Facilities: It goes without saying, but make sure that toilets are sanitary and accessible.

Communication-friendly: Check for cell reception in the potential space and whether Wi-Fi is available. 

Allergen-free: Ensure that pet dander and other common allergens won’t bother susceptible girls during meetings.

Accessibility: Your space should accommodate girls with disabilities as well as parents with disabilities who may come to meetings. 

Need a few talking points to get started? Try:

“I’m a Girl Scout volunteer with a group of [number of girls] girls. We’re doing lots of great things for girls and for the community, like [something your group is doing] and [something else your troop is doing]. We’re all about leadership—the kind that girls use in their daily lives and the kind that makes our community better. We’d love to hold our meetings here because [reason why you’d like to meet there].”

Stuck and need additional support? Contact your council or your service unit support team for help with a troop meeting place. 

Insurance Certificates of Insurance (COI)
A Certificate of Insurance is a form that identifies how much insurance coverage the holder possesses.

GSEM is obligated to ensure, to the extent reasonably possible, that any external entities, such as vendors, program providers/collaborators, organizations, companies, sites or facilities used are safe. One measure of safety is evidence of adequate insurance coverage. When planning something on behalf of GSEM, such as a troop meeting or district/neighborhood event, you should obtain a COI from any involved external entities. A COI is required from all external entities used on behalf of GSEM, including non-residential troop meeting places.

Please review the Certificates of Insurance Overview & FAQ on the Council website for information about obtaining a COI, when a COI does and does not need to be requested and what to do when an external entity requests Girl Scout of Eastern Missouri’s COI from you. Contact your Community Engagement Manager if you need assistance obtaining a COI or have questions.

Applications for non-member and additional insurance plans are available at

Contracts and Agreements
For a Girl Scout event or activity to be covered by Girl Scout insurance, Girl Scouts of Eastern Missouri, Inc. must be listed as one of the parties to the contract or agreement.

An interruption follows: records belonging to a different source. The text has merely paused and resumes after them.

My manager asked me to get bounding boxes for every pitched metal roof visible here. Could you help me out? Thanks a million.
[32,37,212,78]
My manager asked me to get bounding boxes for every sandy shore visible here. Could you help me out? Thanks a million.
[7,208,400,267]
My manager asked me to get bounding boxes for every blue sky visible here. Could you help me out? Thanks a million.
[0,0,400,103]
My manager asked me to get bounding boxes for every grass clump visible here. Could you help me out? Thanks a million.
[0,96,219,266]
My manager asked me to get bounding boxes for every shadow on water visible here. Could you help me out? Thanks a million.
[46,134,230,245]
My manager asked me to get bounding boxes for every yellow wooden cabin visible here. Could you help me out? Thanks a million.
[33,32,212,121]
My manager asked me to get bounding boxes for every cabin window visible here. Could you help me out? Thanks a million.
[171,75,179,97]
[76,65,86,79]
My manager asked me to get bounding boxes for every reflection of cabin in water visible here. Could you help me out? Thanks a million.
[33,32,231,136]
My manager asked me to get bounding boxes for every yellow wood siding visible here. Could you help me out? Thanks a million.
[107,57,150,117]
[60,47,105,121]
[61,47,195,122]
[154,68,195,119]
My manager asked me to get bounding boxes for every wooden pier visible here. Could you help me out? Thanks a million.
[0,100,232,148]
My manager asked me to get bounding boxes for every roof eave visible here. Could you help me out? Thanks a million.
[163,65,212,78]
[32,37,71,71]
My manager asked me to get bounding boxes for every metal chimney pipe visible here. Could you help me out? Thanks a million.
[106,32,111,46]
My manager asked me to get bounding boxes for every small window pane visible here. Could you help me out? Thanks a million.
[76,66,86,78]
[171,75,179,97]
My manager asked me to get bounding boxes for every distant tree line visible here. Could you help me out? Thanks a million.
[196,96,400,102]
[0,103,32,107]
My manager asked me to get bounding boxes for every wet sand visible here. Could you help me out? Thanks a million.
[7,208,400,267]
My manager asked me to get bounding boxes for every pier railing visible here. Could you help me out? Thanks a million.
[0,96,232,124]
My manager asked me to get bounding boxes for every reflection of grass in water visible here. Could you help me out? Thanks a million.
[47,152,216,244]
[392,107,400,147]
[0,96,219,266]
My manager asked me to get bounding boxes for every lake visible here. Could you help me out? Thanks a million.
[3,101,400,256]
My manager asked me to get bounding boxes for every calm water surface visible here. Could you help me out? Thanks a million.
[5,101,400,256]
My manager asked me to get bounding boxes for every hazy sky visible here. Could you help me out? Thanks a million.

A contract or agreement listing a leader or another individual, with no reference to an affiliation with Girl Scouts of Eastern Missouri, may be considered a personally binding relationship and may not be recognized by our insurance provider as a covered activity.

Contracts or agreements for subordinate units to hold troop, leader, district or neighborhood meetings or events must be submitted to a Community Engagement Manager who will confirm:

  • The individual is a currently registered, background-checked and approved adult member in a leadership role
  • The activity is an approved activity
  • Council has a Certificate of Insurance on file

The contract will then be reviewed and signed by the appropriate staff member and returned to the Community Engagement Manager. Please allow three weeks for processing of the contract or agreement.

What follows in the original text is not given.